A: The challenges I’ve faced have mainly been my own. I have not put a lot of work into the business side of promoting myself and gigging over the years and probably missed out on lots of good opportunities and connections so I am having to build that up now and it can feel discouraging having been making music for a while, knowing I have what it takes to put on a good show but feeling like a nobody.
But at the same time, I feel steady in myself as an artist regardless. I’ve released a lot of music from the cave of my bedroom that I am proud of. Most importantly I feel like I’ve grown a lot of love for ordinary joy of making music and producing it without the big gratification or busy work of playing lots of shows. But I’m looking to play a lot more!
Q: Do you have any dream collaborations with other artists?
A: I’d really love to connect with folks in the Seattle scene. I got to make a music video for Jul!et recently after she saw my video for my song Dizzy. It was really fun to craft a story and bring her vision to life. I would love to have more opportunities like that with Seattle artists in addition to leaving my atmospheric touch or even doing guest vocals in others’ music and having them.
Or even doing weird performance art type shows that are different than just 3 bands with 40 minute sets. I think there’s a lot happening in the Seattle scene right now that’s cool but I’ve always loved the idea of making shows more memorable than just doing our sets. I don’t quite know what that looks like but it’s an idea that’s been floating around in my head. But a long term big dream of mine is doing a soundtrack or landing a song on a tv show or a movie.
Q: Are there any upcoming projects, tours, or exciting plans you can share with your fans?
A: For those who didn’t catch my first premiere at Narrative in Everett, I’m excited about performing and premiering my visual album again at the Fremont Abbey on Sunday October 8th!
This album was recorded a lot at night so I had a lot of mellow vocals. Whatever I make next, I want to take my voice to the next level. I love singing songs like Don’t Stop Me Now by Queen at karaoke.
Whatever I do next I want to tap into more intensity and energy!
Q: So far what’s been your favorite show you have performed? Why?

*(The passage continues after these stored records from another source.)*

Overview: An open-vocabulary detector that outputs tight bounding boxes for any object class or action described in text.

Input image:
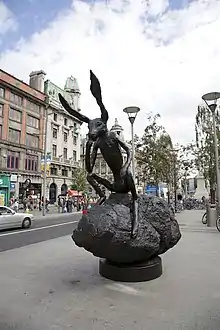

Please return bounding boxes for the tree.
[71,168,87,194]
[135,112,174,188]
[194,105,220,202]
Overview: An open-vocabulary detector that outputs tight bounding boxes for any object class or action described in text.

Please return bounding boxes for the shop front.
[0,174,10,206]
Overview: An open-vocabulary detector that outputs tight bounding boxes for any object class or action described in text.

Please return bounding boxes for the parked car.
[0,206,34,231]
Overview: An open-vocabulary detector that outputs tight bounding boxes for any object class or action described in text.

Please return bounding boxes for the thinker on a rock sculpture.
[59,71,138,238]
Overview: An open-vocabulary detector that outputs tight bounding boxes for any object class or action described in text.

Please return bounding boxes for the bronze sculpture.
[58,70,138,237]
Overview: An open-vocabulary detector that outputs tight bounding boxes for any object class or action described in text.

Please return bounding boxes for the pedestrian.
[13,199,19,213]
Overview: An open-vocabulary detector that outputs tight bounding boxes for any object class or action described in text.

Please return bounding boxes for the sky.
[0,0,220,145]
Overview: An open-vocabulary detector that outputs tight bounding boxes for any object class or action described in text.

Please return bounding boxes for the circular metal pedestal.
[99,256,162,282]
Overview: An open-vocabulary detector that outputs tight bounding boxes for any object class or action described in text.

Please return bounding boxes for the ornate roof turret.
[64,76,80,94]
[110,118,124,139]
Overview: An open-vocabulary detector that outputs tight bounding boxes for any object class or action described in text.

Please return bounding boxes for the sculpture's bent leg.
[87,173,106,205]
[91,173,114,203]
[126,170,139,238]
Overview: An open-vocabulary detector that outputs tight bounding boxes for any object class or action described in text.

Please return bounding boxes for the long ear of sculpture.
[90,70,109,124]
[58,93,90,124]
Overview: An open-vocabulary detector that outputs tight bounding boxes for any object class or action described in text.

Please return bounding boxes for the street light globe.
[202,92,220,113]
[123,106,140,114]
[123,106,140,124]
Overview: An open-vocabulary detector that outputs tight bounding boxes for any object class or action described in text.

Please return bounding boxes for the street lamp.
[123,106,140,179]
[202,92,220,209]
[42,101,53,216]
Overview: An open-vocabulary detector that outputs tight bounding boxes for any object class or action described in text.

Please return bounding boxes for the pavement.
[1,210,220,329]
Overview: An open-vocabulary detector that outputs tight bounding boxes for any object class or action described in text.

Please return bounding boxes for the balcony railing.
[51,156,79,167]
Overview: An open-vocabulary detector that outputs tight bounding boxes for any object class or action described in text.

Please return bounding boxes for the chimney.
[29,70,46,92]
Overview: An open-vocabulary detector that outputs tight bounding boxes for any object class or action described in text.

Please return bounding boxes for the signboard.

A: One of the last shows I did involve removing layers of my outfits, playing keys, guitar, my synthesizer, painting while singing my last song while I set up a loop and walked off and exited the room while it played to end my set. There weren’t a lot of people in the room and it felt nice to be commuted to and immersed in the show regardless. but one of my musical role models was there and thought it was amazing and that honestly meant the world to me! And it was just so fun!
Q: What has been the most rewarding experience as a musician so far?
A: One of the most rewarding experiences I’ve had is being able to work and record with Damien Jurado. Damien is an amazing person, a brilliant artist, prolifically imaginative, wise, and kind. I’ve loved his music for a while for it’s conceptual nature and down to earth-ness. I never thought I’d get to work with an artist that has inspired me and have him support me in my music endeavors and even come to my shows. Getting to on his albums was a richly collaborative, joyful experience that made me appreciate and consider what matters making music in the long run.
But also being able to connect with people who I know genuinely resonate with my music. I even had a residency doing live ambient music at a yoga studio and that was really special. It’s an honor to create and share and I feel deeply grateful to share my music and myself with others and for whoever takes the time to dive into my world with me!